Les immigrans gardent longtemps l’empreinte de leur caractère national ; ce n’est qu’à la deuxième ou la troisième génération qu’ils se fondent réellement dans la grande famille américaine, et que tout trait distinctif disparaît à peu près entièrement pour laisser la place à un type nouveau que les ethnologistes ont déjà classé sous le nom de « type américain. » En faisant la part de certaines exagérations des savans de cabinet, qui voient déjà dans ce type un retour au type primitif de l’Indien ou du sauvage aborigène de l’Amérique du Nord, on ne peut nier que la race yankee ne soit en effet une race distincte. La caricature, le roman, le théâtre, en Angleterre comme en France, se sont justement emparés de ce type, et ici, bien entendu, nous donnons à ce mot de yankee l’extension qu’il a en Europe, et nous ne le réservons pas seulement, comme aux États-Unis, aux descendans des puritains qui, au temps de Charles 1er, vinrent peupler la Nouvelle-Angleterre et faillirent un jour emmener Cromwell avec eux. Toutefois on ne devient pas yankee de prime-saut, il faut pour cela plusieurs générations. Il y a mieux, certaines familles ont pu longtemps garder avec un soin jaloux, en ne s’unissant qu’entre elles, les traces de leur origine primitive. C’est ainsi qu’à New-York, à Albany, on reconnaît encore aisément non-seulement au nom, mais encore au type, aux coutumes, sinon au langage, les familles qui descendent des premiers colons hollandais. Elles ont conservé je ne sais quelles habitudes sérieuses, quelles formes polies, réservées, quel goût des choses délicates, notamment des distractions de l’esprit, qui font qu’on les distingue à première vue, et qu’elles regardent comme un titre de gloire le sobriquet qu’on leur a donné. Il n’y a pas encore longtemps, les knickerbockers formaient la véritable aristocratie de New-York.

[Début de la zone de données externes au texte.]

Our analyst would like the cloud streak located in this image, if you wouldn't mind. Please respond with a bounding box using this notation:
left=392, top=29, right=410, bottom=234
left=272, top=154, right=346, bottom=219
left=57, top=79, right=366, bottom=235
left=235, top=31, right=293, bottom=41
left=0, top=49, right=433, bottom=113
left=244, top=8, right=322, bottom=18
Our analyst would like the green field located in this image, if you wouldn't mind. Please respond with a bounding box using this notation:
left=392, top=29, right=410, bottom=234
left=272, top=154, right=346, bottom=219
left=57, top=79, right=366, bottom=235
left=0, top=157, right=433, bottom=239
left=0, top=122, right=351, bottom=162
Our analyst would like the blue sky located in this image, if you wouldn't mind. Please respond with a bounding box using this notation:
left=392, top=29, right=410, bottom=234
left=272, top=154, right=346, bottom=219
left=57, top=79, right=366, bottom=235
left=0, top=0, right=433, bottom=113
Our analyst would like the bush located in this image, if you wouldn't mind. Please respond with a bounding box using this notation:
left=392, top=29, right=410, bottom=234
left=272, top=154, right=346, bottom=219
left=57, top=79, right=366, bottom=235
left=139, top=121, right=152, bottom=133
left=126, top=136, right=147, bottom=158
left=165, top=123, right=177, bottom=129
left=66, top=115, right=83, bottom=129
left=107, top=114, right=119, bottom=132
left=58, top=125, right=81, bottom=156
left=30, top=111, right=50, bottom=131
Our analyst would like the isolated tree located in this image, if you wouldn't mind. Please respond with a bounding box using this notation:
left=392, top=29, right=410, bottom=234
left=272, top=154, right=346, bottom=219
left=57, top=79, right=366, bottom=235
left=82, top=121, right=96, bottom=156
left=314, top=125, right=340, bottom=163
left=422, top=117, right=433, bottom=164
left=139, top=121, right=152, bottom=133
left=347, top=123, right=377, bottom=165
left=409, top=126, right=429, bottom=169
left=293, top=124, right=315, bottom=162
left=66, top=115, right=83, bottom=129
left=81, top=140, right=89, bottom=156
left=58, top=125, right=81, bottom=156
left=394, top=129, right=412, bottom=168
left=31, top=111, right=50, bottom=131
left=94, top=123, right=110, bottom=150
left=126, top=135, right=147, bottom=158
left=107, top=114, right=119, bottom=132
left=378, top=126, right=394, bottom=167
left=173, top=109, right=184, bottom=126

Les Allemands, les Irlandais, sont également toujours très reconnaissables dans la grande Babel américaine, et à plus forte raison les Chinois, qui depuis 1848 se perpétuent sur les rives du Pacifique, notamment en Californie, avec leur caractère immuable. Il y a en ce moment en Amérique deux grands partis politiques : les Allemands marchent avec les républicains, les Irlandais avec les démocrates ; on sait que le premier parti proclame le droit de l’Union, le second le droit des états. Celui-ci était avec les confédérés, celui-là avec les fédéraux ; il a triomphé avec le général Grant. Le parti républicain demande de plus la concentration et l’extension de l’autorité présidentielle et militaire. En tout autre pays, ces idées mèneraient tout droit à la dictature ; la chose n’est pas encore à craindre aux États-Unis, où les partis d’ailleurs se pondèrent et changent eux-mêmes avec le temps et de dénomination et d’objectif[10]. C’est en vertu du nombre toujours plus grand des Irlandais à New-York que cet état donne la majorité au parti démocratique, tandis que dans la Nouvelle-Angleterre, où dominent les purs yankees, et dans les principaux états agricoles de l’ouest, si peuplés d’Allemands, c’est le parti républicain qui prévaut. Ce parti l’emporte également dans les états du Pacifique, tandis que les états du sud sont restés fidèles au parti démocratique ; mais les républicains y tiennent ce parti en échec par le vote des nègres émancipés et par des lois d’exception, celles de l’état de siége.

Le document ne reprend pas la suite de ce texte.